Imperversa nelle scuole, in rete e sulle riviste di didattica un dibattito che contrappone conoscenze e competenze; un luogo comune della retorica dei nostri tempi che finirà per diventare una sottospecie di genere letterario, una sorta di disputa medievale, tipo la “Razón de amor y los denuestos del agua y el vino“, la “Disputa dell’anima e del corpo”, il dibattito sulla superiorità dei chierici sui cavalieri o la superiorità dei cavalieri sui chierici, la “querelle des Anciens et des Modernes“, il sostegno a Bartali versus il sostegno a Coppi, la doccia di sinistra contrapposta al bagno di destra (o era il contrario?)…

Insomma, si cerca di affermare una parte annullando o escludendo l’altra, come se potesse esistere una competenza assoluta che prescinda da ogni conoscenza o come se si potessero acquisire delle conoscenze senza mettere in moto tutta una serie di competenze che servono a far sì che le conoscenze diventino parte stabile e integrante della nostra enciclopedia personale.

Mi viene in mente l’apologo indiano dei sei saggi ciechi che si trovarono per la prima volta nella loro vita al cospetto di un elefante e, per descriverlo, cominciarono a toccarlo.
Il primo saggio, avendogli toccato l’orecchio, definì il pachiderma come un grande farfalla.
Il secondo gli toccò la zampa e pensò al tronco di un albero.
Il terzo, con ancora la coda tra le mani, disse che l’elefante era simile a una corda.
Il quarto, dalla punta della zanna, pensò a una lancia acuminata.
Il quinto, palpandogli gli enormi fianchi, affermava che si trovavano al cospetto di una muraglia movente e il sesto, toccandogli la proboscide, assicurava che si trattasse di una specie di serpente.
Tutti illusi che la loro parziale rappresentazione potesse descrivere la totalità e la complessità dell’elefante.

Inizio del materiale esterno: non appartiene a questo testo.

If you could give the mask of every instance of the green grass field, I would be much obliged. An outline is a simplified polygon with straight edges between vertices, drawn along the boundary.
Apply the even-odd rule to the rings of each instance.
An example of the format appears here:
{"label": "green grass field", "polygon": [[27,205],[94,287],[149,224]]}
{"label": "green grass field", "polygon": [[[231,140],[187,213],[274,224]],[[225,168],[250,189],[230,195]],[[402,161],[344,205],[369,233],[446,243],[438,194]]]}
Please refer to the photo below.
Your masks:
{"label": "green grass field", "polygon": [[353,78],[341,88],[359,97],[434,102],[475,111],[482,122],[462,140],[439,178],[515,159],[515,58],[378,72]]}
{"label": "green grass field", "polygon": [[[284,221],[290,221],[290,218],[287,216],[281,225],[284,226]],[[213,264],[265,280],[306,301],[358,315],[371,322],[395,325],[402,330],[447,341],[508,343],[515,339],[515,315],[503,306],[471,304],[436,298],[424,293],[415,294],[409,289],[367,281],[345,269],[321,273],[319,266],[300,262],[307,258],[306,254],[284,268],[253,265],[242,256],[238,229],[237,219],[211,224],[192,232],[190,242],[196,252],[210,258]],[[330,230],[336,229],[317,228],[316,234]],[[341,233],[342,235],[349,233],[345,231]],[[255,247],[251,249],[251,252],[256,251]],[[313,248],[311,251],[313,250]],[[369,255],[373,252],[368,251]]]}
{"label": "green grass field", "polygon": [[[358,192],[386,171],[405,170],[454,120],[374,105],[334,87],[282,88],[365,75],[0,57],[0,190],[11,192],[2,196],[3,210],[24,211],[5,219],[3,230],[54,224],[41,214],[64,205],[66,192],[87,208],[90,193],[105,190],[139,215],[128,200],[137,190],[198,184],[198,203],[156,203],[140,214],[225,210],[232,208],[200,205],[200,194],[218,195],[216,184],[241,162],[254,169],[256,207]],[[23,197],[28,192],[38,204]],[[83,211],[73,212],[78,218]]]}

Mi pare che, escludendo nel processo formativo una volta la conoscenza (il sapere) e un’altra la competenza (il saper fare), ci comportiamo proprio come i sei ciechi dell’apologo indiano.

Cerco di spiegare cosa intendo con degli esempi.
1. Un bambino che impara a vedere l’ora acquisisce una competenza che non può prescindere dal sistema numerico decimale e dalla numerazione per 5 (poco importa se parliamo di numerazione, progressione aritmetica, tabellina o tavola pitagorica).
2. Similmente, fare in modo che gli alunni sappiano fare un’analisi testuale non può prescindere dal far acquisire loro la conoscenza dei generi letterari, delle figure retoriche, della metrica e, al limite, anche delle coordinate culturali che ci permettono di riconoscere l’appartenenza di un autore a una determinata corrente letteraria…
3. Imparare i verbi della propria lingua o di una lingua straniera presuppone una serie di competenze molto raffinate che servono a inserirli in categorie che grosso modo chiamiamo tempi e modi e in sottocategorie che definiamo tempi semplici e tempi composti, voci attive e voci passive, modi definiti e modi indefiniti… E credo che non ci sia dubbio che comprendere il sistema verbale di una lingua aiuti anche alla sua memorizzazione ed all’uso corretto della consecutio temporum e dell’attrazione modale, in un naturale intreccio di competenza e conoscenza.

D’altronde, nemmeno la tanto vagheggiata buona scuola dei tempi che furono era tutta basata sulle conoscenze. Il vecchio liceo classico (quello che formava la classe dirigente), non insegnava solo le declinazioni greche e latine e la vita e le opere di Cicerone e Demostene, ma soprattutto offriva agli alunni le competenze per leggere un testo in lingua latina o greca, ragionare sulla sua struttura e tradurlo in buon italiano. E anche lo studio della filosofia e della letteratura non si basava su semplici nozioni da mandare a memoria, ma tendeva a fornire capacità di ragionare sui sistemi, operare confronti, esprimere giudizi critici…

Non ha senso parlare di scuola della conoscenza o di scuola della competenza. A scuola si imparano cose e si impara a fare cose. Come nella vita. Dove appendiamo quadri al muro dopo aver conosciuto il muro, i quadri, i chiodi e il martello e dopo aver imparato a martellare senza puntarci il martello sul dito. Ahi!